L’aggravation anticipée du niveau
de l’insécurité alimentaire des PSEM amène à repenser la stratégie à adopter,
en changeant, d’une part, de paradigme à savoir passer d’une vision sectorielle
du problème à une vision « systémique », en envisageant notamment la
territorialisation des filières agro-alimentaires pour contribuer au
développement des zones rurales et le développement d’une industrie de
transformation et de services associée à l’écotourisme.
D’autre part, il s’agit
d’inscrire la sécurité alimentaire dans un cadre géopolitique global via la
mise sur pied d’une PAAC-PSEM qui reposerait sur un certain nombre d’outils :
des programmes éducatifs et des campagnes d’information à destination des
consommateurs ; la création de normes et de labels de qualité ; la création
d’une agence de sécurité alimentaire amenant à une mutualisation des efforts de
part et d’autre de la Méditerranée ; une réforme commune des Caisses de
compensation ; un programme de R&D tourné vers « l’agro-écologie » ; un
schéma de professionnalisation des filières et enfin, la création d’un « Observatoire méditerranéen
des récoltes ».
Xavier Beulin a appuyé les
propositions de Jean-Louis Rastoin en en soulignant les « sujets-chantiers » :
la question de l’accessibilité et de « l’efficience » de l’eau, la recherche et l’innovation et le
co-développement, la France pouvant par exemple apporter sa contribution dans
l’organisation des filières agro-alimentaires. Xavier Beulin a également
souligné l’actualité de ces recommandations en énumérant les initiatives prises
lors du G20 agricole en 2011 (la mise en place d’AMIS et d’un « Forum de
réaction rapide »).
Le coût de la mise en place de la
PAAC-PSEM (pour son volet agricole) est chiffré à 5 milliards d’euros par an ;
sur la base d’un cofinancement (PSEM – UE ), le coût supporté par le citoyen
européen serait de l’ordre de 5 euros par an, et de 8 euros pour les habitants
des PSEM, à comparer aux coûts plus élevés des projets européens à destination
des PECO.
Ce projet de PAAC-PSEM repose sur
le constat d’une complémentarité des pays du Nord et des PSEM notamment sur le
plan démographique (d’ici 20 ans, la population active au Sud devrait augmenter
de 55 millions et diminuer de 44 millions au Nord) et commercial[3]. Mais,
cette complémentarité ne va pas nécessairement de soi : le grignotage
progressif de la part accordée à l’Union Européenne via la diversification des
exportations des PSEM peut, selon Younes Zrikem, trahir un affaiblissement de
l’élan vers l’Union Européenne, lié à la crise que traversent l’institution et
l’euro, mais également, pour le cas du Maroc, aux difficultés rencontrées lors
des négociations sur le renouvellement d’un accord agricole avec l’Europe.

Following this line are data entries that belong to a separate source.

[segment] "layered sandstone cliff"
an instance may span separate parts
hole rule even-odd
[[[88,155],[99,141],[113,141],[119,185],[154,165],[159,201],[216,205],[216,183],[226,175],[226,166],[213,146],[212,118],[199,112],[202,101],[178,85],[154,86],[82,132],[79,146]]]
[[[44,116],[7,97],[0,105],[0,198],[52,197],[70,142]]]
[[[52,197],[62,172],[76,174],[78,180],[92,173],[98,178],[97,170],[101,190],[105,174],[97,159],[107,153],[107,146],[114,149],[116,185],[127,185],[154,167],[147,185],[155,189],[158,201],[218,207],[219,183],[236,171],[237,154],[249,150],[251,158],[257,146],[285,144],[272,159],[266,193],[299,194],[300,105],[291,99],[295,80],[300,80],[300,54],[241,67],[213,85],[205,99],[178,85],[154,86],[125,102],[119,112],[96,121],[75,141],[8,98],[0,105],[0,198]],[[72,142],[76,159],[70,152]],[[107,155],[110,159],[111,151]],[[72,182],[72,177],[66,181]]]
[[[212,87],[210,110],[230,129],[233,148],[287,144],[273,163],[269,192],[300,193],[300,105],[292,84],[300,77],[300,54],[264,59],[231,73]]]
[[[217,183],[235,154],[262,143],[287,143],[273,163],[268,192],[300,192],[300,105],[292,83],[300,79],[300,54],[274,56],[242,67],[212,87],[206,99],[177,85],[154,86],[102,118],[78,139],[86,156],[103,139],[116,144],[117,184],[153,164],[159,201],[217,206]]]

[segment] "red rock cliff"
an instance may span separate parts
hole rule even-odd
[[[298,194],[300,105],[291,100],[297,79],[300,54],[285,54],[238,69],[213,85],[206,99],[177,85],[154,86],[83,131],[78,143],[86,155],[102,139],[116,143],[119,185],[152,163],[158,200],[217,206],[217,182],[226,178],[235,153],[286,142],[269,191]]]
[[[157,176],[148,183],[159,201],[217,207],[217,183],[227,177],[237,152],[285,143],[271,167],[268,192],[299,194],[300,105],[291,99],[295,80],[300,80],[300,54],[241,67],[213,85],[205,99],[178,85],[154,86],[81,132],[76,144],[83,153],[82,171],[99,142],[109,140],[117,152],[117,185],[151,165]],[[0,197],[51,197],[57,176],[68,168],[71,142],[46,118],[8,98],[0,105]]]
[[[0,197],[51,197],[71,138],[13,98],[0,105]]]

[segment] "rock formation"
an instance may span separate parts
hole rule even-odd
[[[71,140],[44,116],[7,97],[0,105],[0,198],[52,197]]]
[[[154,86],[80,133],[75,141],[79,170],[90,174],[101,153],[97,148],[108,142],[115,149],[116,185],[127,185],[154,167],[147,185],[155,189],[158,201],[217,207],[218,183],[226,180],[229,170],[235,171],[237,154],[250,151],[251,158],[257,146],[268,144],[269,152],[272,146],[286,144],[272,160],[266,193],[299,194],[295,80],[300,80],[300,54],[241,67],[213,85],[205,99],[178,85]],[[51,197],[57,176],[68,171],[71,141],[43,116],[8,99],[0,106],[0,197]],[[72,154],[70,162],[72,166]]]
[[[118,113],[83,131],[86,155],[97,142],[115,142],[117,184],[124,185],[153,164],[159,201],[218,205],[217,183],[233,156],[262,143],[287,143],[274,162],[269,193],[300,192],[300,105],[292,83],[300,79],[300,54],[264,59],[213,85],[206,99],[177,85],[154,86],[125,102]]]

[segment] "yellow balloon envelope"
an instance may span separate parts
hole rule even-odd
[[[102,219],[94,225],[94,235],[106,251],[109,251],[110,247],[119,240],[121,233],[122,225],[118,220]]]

Mais, si l’ouverture des PSEM vers d’autres partenaires commerciaux est
globalement positive, elle ne doit pas se faire au détriment de l’ancrage
européen. Dès lors, Xavier Beulin n’a pas manqué de souligner la nécessité pour
l’Europe de déplacer son centre de gravité de l’Est vers le Sud, tout en
favorisant l’intégration Sud-Sud. A ce titre, Younes Zrikem a mentionné le coût
du « non-Maghreb », qui en dépit d’une complémentarité indéniable est la région
la moins intégrée au monde ; des propos qui font écho à ceux tenus par le
Président de la Commission Européenne, José Barroso, lors du Commet des chefs
d'Etat et de gouvernement des pays du dialogue euro-méditerranéen (5+5), les 5
et 6 octobre 2012. Or, le contexte géopolitique actuel amène à plaider en
faveur d’une voie intermédiaire entre un multilatéralisme en panne et un
bilatéralisme « inquiétant », via l’approfondissement de grands ensembles
sous-régionaux. Pour Jean-Lous Rastoin, il existe à présent un consensus autour
de l’idée de « régionaliser la mondialisation », ce qu’illustrent les réunions
à venir début 2013 entre l’Union Européenne et le Maroc ainsi que les préparatifs du Sommet de l'Union du Maghreb
Arabe (UMA), prévu en décembre à Tunis.
L’actualité des problématiques
évoquées pendant ce petit-déjeuner met cependant en lumière la prise de
conscience tardive des enjeux liés à
l’agriculture. Or, pour Jean-Louis Rastoin, l’insécurité alimentaire est
une « bombe à fragmentation » qu’il s’agit de désamorcer. A Radhi Meddeb,
Président d’IPEMED, de conclure qu’à cet effet, le partenariat UE-PSEM doit
reposer sur « la solidarité » : «
l’agriculture n’ayant pas qu’une dimension économique, mais aussi sociale et
politique […] il n’est pas question d’ouvrir l’agriculture sans des mesures
d’accompagnement fortes et dans la durée », ce qui implique une « volonté de
vulgarisation, de normalisation, et un effort de formation à déployer pour la
sauvegarde de cette dimension sociale ».
Compte rendu par Kelly Robin
Source de l'article IPEMED
[1] Pour une politique agricole
et agroalimentaire euro-méditerranéenne, Jean-Louis Rastoin, Lucien Bourgeois,
Foued Cheriet, Nahid Movahedi, IPEMED, Paris 2012.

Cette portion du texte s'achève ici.